她那般慢而轻的步姿,他闭着眼睛听也能听得出。
紧紧咬着下唇,战北野一眨不眨的看着自己母妃,一步不错的向女厕行来。
恭静太妃心无旁骛的走着,她不知道此刻的危险,不知道他人的担忧,不知道自己现在处于战北野和孟扶摇同时关切的目光的交集点,一个在女厕,一个在窗前,都在看着她,都在用全部的心神和意志,数着她的步伐。
她只记得孟扶摇的话,不说话,低头,女厕,小野。
她月白色的身影,终于缓缓溶入女厕暗昧的黑暗中。
然后她一抬头,便看见对面窗户里,探出的儿子的脸。
恭静太妃痴痴的望着,她不说话,眼圈却渐渐红了。
她踮起脚,探出手,穿过满是灰尘的女厕窗户的木格栅,努力伸手够着,想要够过一尺远的男厕去,摸摸儿子的脸。

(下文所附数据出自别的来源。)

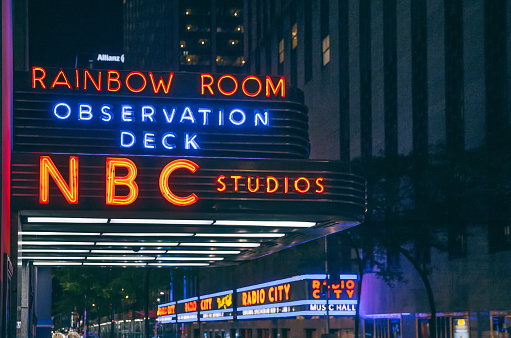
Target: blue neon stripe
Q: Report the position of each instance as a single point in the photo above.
(348, 277)
(295, 303)
(282, 281)
(223, 293)
(187, 300)
(216, 319)
(216, 311)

战北野立即无声掰断了男厕的木条,将自己的脸凑了上去。
男女厕之间,是一丛浓密的灌木,遮住了两厕之间的空隙,遮住了那母亲缓缓抚摸儿子的动作。
到了此刻,母子反而都不再流泪,战北野害怕母亲触摸到他的泪水,做母亲的,觉得此刻实在欢喜,要哭也应该是别人哭。
他们各自站在散发着臭气的黑暗的男女厕里,隔着一尺宽的距离,无声相视而笑。
她的手缓缓摸在儿子脸上,顺手拔去他脸上好久没空理去的胡茬,她不喜欢那东西。
她拔得手重,不知道收敛力度,渗出了微微的血珠,战北野却连眉都不皱,很合作的凑了凑,让她拔得更顺手些。
就在这时他们听见了那声“陛下驾到!”
战北野身子霍然一跳,太妃猝不及防手一划,一根太妃拔了一半的胡茬被扯了出来,指甲划过战北野的脸,他却浑然无觉,肩头一耸便要跃起。

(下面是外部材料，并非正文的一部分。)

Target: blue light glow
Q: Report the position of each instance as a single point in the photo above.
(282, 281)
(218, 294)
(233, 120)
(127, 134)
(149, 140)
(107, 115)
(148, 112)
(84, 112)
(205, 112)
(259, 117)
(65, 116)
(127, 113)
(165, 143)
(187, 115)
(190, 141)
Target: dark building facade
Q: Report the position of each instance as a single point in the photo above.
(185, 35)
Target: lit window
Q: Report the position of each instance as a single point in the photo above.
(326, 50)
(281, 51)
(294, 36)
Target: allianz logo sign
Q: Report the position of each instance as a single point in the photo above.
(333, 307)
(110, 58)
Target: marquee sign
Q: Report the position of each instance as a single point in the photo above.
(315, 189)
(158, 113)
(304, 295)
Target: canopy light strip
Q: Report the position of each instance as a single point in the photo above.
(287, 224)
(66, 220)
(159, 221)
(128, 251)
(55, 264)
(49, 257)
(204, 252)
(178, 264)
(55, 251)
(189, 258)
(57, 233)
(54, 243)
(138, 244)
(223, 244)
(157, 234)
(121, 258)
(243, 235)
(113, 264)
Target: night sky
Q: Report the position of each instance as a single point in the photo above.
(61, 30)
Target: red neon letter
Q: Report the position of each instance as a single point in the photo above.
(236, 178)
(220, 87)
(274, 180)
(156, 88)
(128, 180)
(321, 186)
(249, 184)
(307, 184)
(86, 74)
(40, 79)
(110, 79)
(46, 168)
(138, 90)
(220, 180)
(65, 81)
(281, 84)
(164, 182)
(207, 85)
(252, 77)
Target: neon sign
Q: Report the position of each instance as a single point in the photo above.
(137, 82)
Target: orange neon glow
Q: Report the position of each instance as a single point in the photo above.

然而跃到一半他突然停住,对面,母妃惊恐的看着他,她不知道那声传呼代表什么意思,她只看见了战北野的震惊,这样的震惊立即传染了她,太妃因为看见儿子而宁定的眼神开始惊乱。
战北野看见母妃那样的眼神,立即深吸了一口气,按捺住了自己。
不能冲动。
事情还没糟到最可怕的程度,扶摇机智狡黠,武功也高,未必不能和战南成周旋,自己冒失冲出,反可能给她带来危险。
还是她说的,相信她!
他深深呼吸,伏在臭气弥散的厕所梁上,攥紧母妃的手,安抚的拍了拍她。
然后,等。
……
战南成向床边走来。
他凝视着女子清瘦的背影,香肩细致,形状似一只精巧的蝶,掩在薄薄被褥下的腰线惊人的窄,却在窄到极致时又有恰到好处的起伏,于是那起伏便成了春水成了远山成了杨柳成了所有文人骚客笔下曼妙流丽的诗。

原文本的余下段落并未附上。